Pewnego ranka Sylwek zobaczył na słupie ogłoszenie turnieju szachowego dla dzieci i dorosłych. Chłopcy mają bzika na punkcie gry w szachy, więc jak tylko im o tym powiedzieliśmy od razu chcieli, żebyśmy ich zapisali.
Nadszedł pierwszy dzień zawodów. Chłopcy byli bardzo podekscytowani! W pierwszej rundzie Marcel przyszedł do mnie po około 45 minutach zasmucony. Przegrał. Rozpłakał się. Nie było mu lekko. Chciał od razu wracać do domu. Przytulałam go i słuchałam. Trwało to dosyć długo, aż w końcu mu przeszło.
I tak było przez cały dzień, Marcel przegrywał, chociaż po prawie każdej grze wspominał, jak mili byli jego przeciwnicy.
Kolejnego dnia Marcel znowu przegrywał. Chciał wracać do domu. Przytulałam go i przytulałam, obserwowałam swoje myśli, które zaczęły kłębić się w mojej głowie „Co ja mogę zrobić?”, „Nie wiem już jak ja mogę mu pomóc..”, aż nagle powiedziałam do niego zaskoczona sama tym co mówię:
- Marcel! Wiesz, jaki ty jesteś niesamowity?!! Ty dajesz tym wszystkim dzieciom z którymi grałeś prezent! Dzięki tobie oni mogą poczuć się fajnie z tym, że wygrali! Pewnie właśnie po to miałeś się zjawić na tym turnieju i grać na nim do końca, żeby inni mogli tego uczucia doświadczyć.
- Naprawdę? – Marcel zapytał z miękkością w głosie i zaciekawieniem.
- Ty jesteś jak Święty Mikołaj! Święty Marcel! Rozdajesz prezenty i to jeszcze jakie! – mówiąc to przechodził po moim ciele przyjemny, ciepły dreszcz.
Marcel poszedł na kolejną rundę w podskokach.
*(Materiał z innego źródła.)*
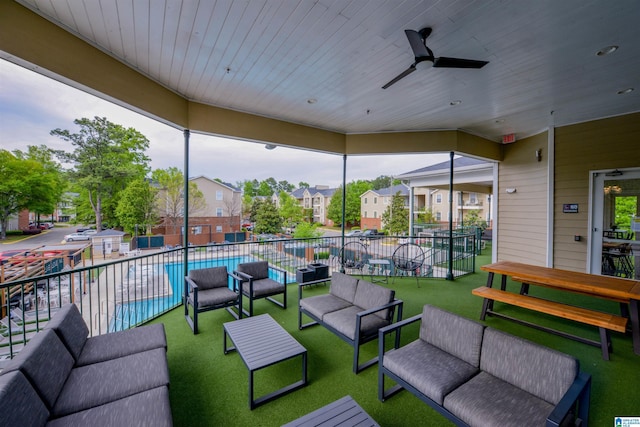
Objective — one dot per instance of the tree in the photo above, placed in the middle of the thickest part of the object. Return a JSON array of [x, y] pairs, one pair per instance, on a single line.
[[267, 218], [171, 196], [384, 181], [23, 183], [290, 210], [138, 206], [352, 207], [396, 217], [106, 157], [305, 230], [52, 173], [473, 218]]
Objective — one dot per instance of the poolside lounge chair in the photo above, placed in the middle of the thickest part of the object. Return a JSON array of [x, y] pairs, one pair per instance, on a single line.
[[208, 289]]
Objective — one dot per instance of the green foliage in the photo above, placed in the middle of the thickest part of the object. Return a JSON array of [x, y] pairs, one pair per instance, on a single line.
[[105, 158], [384, 181], [290, 210], [427, 217], [473, 218], [352, 206], [396, 217], [24, 183], [626, 207], [52, 174], [137, 206], [171, 196], [267, 218]]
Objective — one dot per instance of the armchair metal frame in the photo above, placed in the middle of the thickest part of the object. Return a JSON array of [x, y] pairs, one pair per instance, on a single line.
[[191, 286], [244, 278]]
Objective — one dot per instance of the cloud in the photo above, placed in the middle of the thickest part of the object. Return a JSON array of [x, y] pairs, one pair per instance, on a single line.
[[31, 105]]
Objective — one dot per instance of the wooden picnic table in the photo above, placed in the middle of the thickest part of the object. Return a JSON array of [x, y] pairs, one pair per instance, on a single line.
[[605, 287]]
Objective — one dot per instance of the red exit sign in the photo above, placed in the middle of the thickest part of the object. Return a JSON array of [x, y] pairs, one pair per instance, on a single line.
[[509, 138]]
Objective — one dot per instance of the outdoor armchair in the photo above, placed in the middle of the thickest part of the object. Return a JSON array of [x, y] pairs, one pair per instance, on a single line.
[[208, 289], [255, 283]]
Wrócił po 10 minutach z lekkim uśmiechem na twarzy.
- Przegrałem – powiedział – ale wiesz mama, to było nawet lepsze od wygranej, bo ten chłopiec był dla mnie bardzo miły i pokazał mi na końcu co zrobiłem źle i jak mogłem inaczej ustawić pionki, żeby tę partię wygrać.